ひととおり、大滝の現状と心境を聞いた老師は言った。
「大滝さん、もっと力を抜いたらいかがですか、捨てるのです。いま、あなたを縛り付けているものは、あなた自身です。それにとらわれているうちは、楽にはなれません。真に解放されません」
「はあ」
「心をお臍の下に置くと言うことも大切ですが、心のあり場所は決まっておらず、いつでも、どこにいても自由にとびまわっているのだと思うことも必要なのです。これは“金剛経”というブッダの教えにあるのですが、“応無所住而生其心”まさに住むところなくして、しかもその心を生ず、というのですが、いいかえれば、心は身体の中のどこにもあるが、その場所は一定ではない。つまり、心を臍の下に閉じ込めておくうちは未熟であるということです」
「おうむしょじゅうにしょうごうしん?」
大滝は、この言葉を参禅のときや書物により知った言葉であるのを思い出し、今の自分にこそ必要な言葉なのであろうかと考え込んだ。
「はい、とらわれないことです。捨てることです」
「私はいま、失敗した自分の人生を取り戻すべく全身全霊を賭けています。この思いにとらわれていたのではいけないのでしょうか」
「それは、それでいいのです。しかし、そのことに凝り固まっていては大滝さんの念願は達成できないでしょう」
「・・・・・・・」
「どこかに力が入り過ぎると、いつか、どこかで壊れます。それはバランスを失うからです。変化に対応する方法は自らの変化です。変化するには常にしなやかさを持っていなければなりません。つまり己をひとところに留めていては、変化に対応できません」
「・・・・・・・」
「江戸時代に沢庵宗彭という禅の達人が、柳生但馬守に与えた剣法と心法の接点を論じた“不動智神妙録”(ふどうちしんみょうろく)という書を残しています。その中で“物一目見て、その心を止めぬを不動と申し候”と説いています。これは、禅を通じて兵法を解いたものですが、人の心のある場所を決めていることは不動と言わないのです。青い空も刻々と変わる、白い雲が常に変化して流れるように定まっていないのです。それが、自然なのです。もし剣を交えた時、相手の剣尖を見ても剣尖にとらわれないことです。面を見ても面にとらわれないことです」
「なんとなく分かるような気もしますが、いまひとつ明瞭には理解できません」
「それでいいのです。理屈で分かろうとしなくとも、座禅をするとか、瞑想の時間を持ってください。いずれお分かりになることでしょう」
「はい、そうしたいと思います」
2時間あまりが、あっという間に過ぎた。
老師は、難しい話をできるだけやさしく、実際に起こった事例をあげながら終始にこやかに大滝をさとした。
老師は、自分の力で考えて、考えて、考え抜くことの大切さも教えてくれた。そして、別れ際にいった、いかなるときも心を解き放てば“針の穴くらいの抜け道は必ずある”という言葉は、後に大滝の座右の銘となるのである。胸に刻み込んだこの言葉は、大滝を幾度となく救ってくれたのである。

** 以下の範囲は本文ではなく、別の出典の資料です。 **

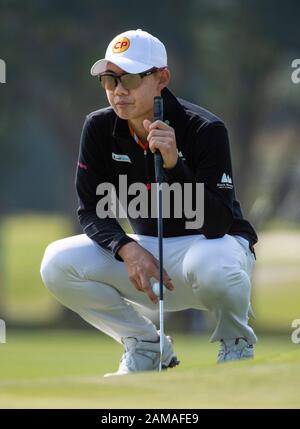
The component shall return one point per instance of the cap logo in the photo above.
(121, 45)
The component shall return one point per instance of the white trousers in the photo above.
(211, 275)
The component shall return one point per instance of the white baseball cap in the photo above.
(134, 51)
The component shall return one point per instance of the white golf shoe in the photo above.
(145, 356)
(235, 350)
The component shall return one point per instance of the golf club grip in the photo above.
(158, 116)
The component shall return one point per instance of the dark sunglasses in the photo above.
(129, 81)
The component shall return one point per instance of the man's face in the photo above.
(134, 103)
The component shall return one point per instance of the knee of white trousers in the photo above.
(218, 285)
(55, 266)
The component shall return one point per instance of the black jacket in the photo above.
(108, 150)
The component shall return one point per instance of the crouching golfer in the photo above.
(100, 273)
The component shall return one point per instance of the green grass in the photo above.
(24, 240)
(60, 369)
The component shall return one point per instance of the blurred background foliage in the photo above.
(232, 57)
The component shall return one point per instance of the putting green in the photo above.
(63, 369)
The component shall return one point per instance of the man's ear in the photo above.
(164, 78)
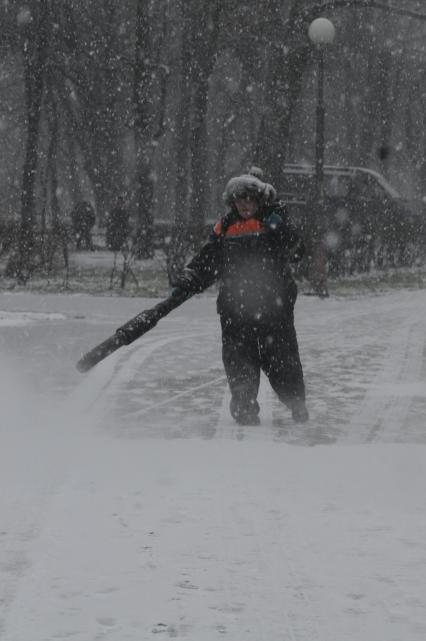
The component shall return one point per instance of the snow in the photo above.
(132, 506)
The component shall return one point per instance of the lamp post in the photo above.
(321, 32)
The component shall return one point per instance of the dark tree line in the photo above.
(160, 101)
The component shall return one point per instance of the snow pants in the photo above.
(248, 349)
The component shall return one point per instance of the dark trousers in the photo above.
(248, 349)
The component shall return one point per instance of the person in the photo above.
(83, 220)
(249, 252)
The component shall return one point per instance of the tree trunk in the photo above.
(205, 32)
(35, 43)
(143, 129)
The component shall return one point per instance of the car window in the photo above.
(337, 186)
(297, 186)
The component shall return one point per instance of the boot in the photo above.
(245, 414)
(299, 411)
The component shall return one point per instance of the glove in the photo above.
(187, 282)
(137, 326)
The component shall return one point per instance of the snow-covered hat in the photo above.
(248, 184)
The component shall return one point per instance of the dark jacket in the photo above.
(251, 260)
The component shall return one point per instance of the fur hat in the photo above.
(239, 186)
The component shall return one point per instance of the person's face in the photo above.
(247, 207)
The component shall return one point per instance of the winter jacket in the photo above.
(251, 260)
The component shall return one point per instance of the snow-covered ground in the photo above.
(132, 506)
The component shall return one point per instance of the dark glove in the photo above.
(137, 326)
(187, 282)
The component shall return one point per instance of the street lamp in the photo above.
(321, 32)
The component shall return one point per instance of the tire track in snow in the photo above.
(387, 402)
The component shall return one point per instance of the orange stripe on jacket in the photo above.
(250, 226)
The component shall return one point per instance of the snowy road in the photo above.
(132, 506)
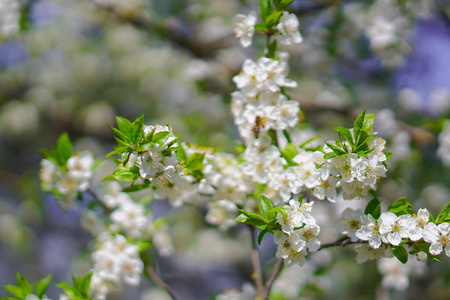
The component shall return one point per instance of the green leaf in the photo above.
(388, 155)
(279, 209)
(252, 216)
(359, 123)
(261, 28)
(135, 188)
(265, 205)
(181, 154)
(273, 18)
(85, 283)
(64, 148)
(24, 285)
(329, 155)
(373, 208)
(195, 161)
(368, 123)
(272, 49)
(401, 207)
(125, 174)
(444, 216)
(265, 10)
(401, 253)
(138, 130)
(346, 134)
(120, 134)
(16, 291)
(261, 235)
(42, 285)
(241, 218)
(161, 137)
(336, 150)
(425, 247)
(283, 4)
(309, 141)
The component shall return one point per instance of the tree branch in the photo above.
(256, 262)
(276, 270)
(151, 273)
(341, 242)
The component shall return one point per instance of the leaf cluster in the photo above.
(192, 164)
(267, 222)
(61, 153)
(24, 288)
(356, 141)
(130, 138)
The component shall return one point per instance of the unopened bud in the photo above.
(422, 256)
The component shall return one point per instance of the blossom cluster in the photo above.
(157, 161)
(298, 233)
(66, 181)
(227, 187)
(391, 230)
(287, 29)
(115, 260)
(355, 174)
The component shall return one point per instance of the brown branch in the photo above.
(256, 262)
(276, 270)
(341, 242)
(151, 273)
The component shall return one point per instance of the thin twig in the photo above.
(341, 242)
(254, 253)
(150, 272)
(276, 270)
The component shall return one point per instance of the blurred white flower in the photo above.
(244, 28)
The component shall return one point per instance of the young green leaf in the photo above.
(265, 205)
(401, 207)
(373, 208)
(400, 253)
(64, 148)
(368, 123)
(261, 235)
(346, 134)
(444, 216)
(42, 285)
(289, 152)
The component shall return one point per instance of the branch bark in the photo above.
(151, 273)
(256, 262)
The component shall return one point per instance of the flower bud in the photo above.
(422, 256)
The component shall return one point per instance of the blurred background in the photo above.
(71, 66)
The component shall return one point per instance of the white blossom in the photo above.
(439, 237)
(350, 223)
(244, 28)
(393, 228)
(289, 29)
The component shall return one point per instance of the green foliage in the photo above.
(401, 253)
(61, 153)
(401, 207)
(444, 216)
(131, 140)
(357, 142)
(425, 247)
(80, 288)
(373, 208)
(24, 288)
(289, 152)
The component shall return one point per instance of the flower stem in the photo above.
(256, 262)
(151, 273)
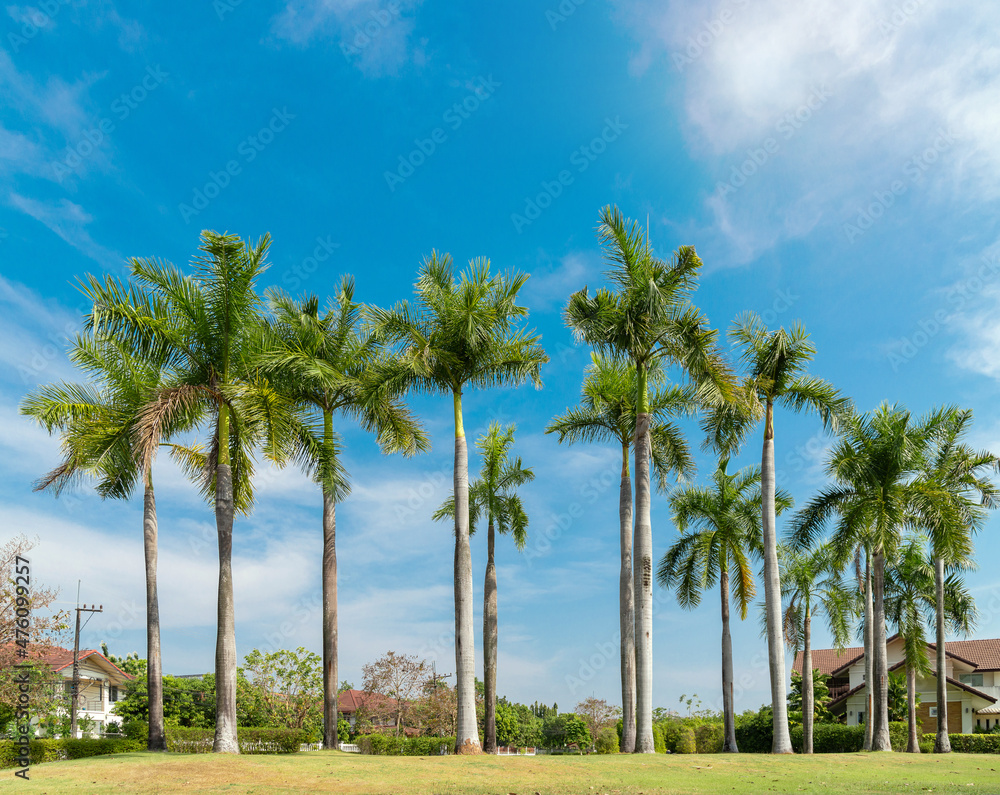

大滝にとって、この瞬間が真から復活の狼煙を上げたときでもある。
このままでは死んでも死にきれない、などと大げさに考えなくても人並みに生きる方法はある。もはや見栄や誇りのためではなく、一人の人間として今日という日をひたすら生きることが、難関を乗り切ることに繋がるはずだ。自分の責任を果たすという結果はおのずと後からついてくると思えるようになったのである。
諦めることは、“身を捨ててこそ浮かぶ瀬もあれ”に通じることなのかも知れない。
大滝は以前ある画廊で会った画家の話を思い出す。その画家は絵画の世界で名を残さなければ、自分の存在価値はないと思いつめて修行に励んでいたが、あるレベルからはなかなか上達せずに苦しんでいた。
あれほど好きだった絵を描くことが、苦痛にさえなったという。
ある時、その画家はプロの画家になることを諦めた。世間から認められたいなどと思わなくなっていた。しかし、好きな絵を描くことは続けたいという思いで絵を楽しむように描いた。するとどうであろう。いままで味わうことのなかった絵を描く喜びが分かってきたという。絵の奥行きの深さも分かってきたというのである。
結果として彼の絵は多くの人に感動を与え、画商たちの評価も得られ売れっ子になれたというのだ。
大滝が、いつの間にか連帯保証債務を負わせた友人森山のことを忘れるようになったのは、松田老師との出会いから間もなくのことであった。それは、大滝にとって大いなる救いになった。被害者意識を引きずったまま復活することはできなかったかも知れない。
すべては身から出たさびであることを、ごく自然に自覚したことが、気持ちを楽にした。
過酷な試練を耐えることに苦痛を感じなくなっていた。
大滝はどんな日も、一日少なくとも三十分は心静かに瞑想の時間をもつ習慣がついていた。
いつの間にか森山商事の倒産から四年、フロンティアの整理を始めてから三年の歳月が経っていた。